Die sogenannte »Frankfurter Schule« von Apel und Habermas hat dann selbst wiederum das »kommunikative Handeln« dem produktiv-technischen gegenübergestellt. Nach Habermas liegen die normativen Grundlagen der Gesellschaft in der Sprache, die als zwischenmenschliches Verständigungsmittel soziale Interaktion erst ermöglicht. Die in der Sprache angenommene kommunikative Rationalität bildet die Grundlage sozialen Handelns und überholt den Begriff des zweckrationalen Handelns. Wieso eigentlich? In der Regel ist es doch so, dass das (kooperative) Handeln überhaupt erst die Wirklichkeiten schafft, über die man dann versuchen kann, sich begrifflich-sprachlich zu verständigen.

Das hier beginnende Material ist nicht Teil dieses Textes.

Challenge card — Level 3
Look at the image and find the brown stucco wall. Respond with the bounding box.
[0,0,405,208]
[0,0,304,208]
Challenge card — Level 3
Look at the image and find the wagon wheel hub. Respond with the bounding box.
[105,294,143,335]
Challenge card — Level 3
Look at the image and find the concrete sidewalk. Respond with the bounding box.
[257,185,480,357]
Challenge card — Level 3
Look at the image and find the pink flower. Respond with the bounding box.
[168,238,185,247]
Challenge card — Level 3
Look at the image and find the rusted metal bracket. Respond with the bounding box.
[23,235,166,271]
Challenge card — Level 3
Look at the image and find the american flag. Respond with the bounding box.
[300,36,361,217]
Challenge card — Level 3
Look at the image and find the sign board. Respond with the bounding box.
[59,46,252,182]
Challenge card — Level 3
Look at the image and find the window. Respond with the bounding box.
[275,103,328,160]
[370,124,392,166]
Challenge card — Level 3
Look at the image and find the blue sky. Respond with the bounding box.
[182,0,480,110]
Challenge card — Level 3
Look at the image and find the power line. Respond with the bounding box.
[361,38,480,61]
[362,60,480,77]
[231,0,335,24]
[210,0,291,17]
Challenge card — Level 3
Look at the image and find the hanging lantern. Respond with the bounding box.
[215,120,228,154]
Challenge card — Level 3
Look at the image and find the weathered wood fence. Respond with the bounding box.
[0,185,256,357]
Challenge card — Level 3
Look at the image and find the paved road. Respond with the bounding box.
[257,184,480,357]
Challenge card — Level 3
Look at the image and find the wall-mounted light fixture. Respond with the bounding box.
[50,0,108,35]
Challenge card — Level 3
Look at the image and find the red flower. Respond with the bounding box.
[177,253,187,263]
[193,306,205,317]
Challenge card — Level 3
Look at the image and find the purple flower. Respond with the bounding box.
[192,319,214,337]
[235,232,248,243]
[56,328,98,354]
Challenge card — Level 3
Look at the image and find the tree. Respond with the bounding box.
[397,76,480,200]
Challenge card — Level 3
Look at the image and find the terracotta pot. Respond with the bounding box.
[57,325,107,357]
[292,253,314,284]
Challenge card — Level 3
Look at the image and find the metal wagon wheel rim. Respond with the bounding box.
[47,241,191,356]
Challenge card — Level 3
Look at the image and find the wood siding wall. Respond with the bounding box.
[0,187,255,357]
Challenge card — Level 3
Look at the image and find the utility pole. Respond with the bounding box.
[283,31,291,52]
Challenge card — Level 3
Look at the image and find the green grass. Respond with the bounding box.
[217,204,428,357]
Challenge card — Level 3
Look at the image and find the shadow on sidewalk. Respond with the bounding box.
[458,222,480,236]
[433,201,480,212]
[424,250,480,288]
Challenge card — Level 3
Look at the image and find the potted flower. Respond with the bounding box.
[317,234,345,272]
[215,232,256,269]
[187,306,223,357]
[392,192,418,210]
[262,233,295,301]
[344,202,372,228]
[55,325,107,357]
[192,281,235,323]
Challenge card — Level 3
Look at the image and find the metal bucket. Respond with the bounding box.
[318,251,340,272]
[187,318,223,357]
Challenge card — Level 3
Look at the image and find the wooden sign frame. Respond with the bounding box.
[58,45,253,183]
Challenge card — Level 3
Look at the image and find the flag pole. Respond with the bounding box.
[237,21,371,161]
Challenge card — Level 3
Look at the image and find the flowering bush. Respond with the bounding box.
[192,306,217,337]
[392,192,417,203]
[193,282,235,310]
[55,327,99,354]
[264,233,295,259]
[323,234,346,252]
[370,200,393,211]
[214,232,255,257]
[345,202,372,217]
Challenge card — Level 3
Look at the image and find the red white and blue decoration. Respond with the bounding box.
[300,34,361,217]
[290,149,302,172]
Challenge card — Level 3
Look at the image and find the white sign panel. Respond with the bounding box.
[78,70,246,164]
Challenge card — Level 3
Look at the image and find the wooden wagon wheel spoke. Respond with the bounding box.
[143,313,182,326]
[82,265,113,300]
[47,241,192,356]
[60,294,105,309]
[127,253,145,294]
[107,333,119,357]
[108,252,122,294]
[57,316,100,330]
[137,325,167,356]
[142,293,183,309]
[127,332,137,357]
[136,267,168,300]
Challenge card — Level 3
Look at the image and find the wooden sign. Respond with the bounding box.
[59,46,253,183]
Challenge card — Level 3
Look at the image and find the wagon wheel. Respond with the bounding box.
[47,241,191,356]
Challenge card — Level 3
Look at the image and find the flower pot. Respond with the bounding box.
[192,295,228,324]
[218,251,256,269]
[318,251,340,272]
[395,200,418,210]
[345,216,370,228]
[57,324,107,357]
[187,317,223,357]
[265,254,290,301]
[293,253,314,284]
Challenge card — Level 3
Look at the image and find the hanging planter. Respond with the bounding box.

Der ganze Fortschritt, den Hersh bezüglich seiner Ausgangsfrage nach der Objektivität der Mathematik im Auge hat, wäre doch nichtig, wenn es um die bloße sprachliche Verständigung zu einer a priori gegebenen Wirklichkeit ginge. Will man die Wissenschaft in einem sozialen Rahmen sehen, dann kann man wohl Handwerk und Produktion schlecht ausschließen, um sich so auf das rein kommunikative Handeln zurückziehen. Und sofern man andererseits den Gesellschaftsbegriff erweitert, sieht man, dass Handwerk, Technik und Industrie ganz eigene Beiträge leisten und auch eine ganz andere Mathematik und spezielle naturwissenschaftliche Leistungen erwarten. Beispielsweise erkennen die amerikanischen Hersteller von Elektrogeräten mehr und mehr, dass die bloße Blaupausenproduktion bei in die dritte Welt ausgelagerter Fertigung die Erfindung und die Konstruktion immer ärmer werden lässt, und man beginnt, auch die Produktion selbst wieder in die USA zurückzuholen.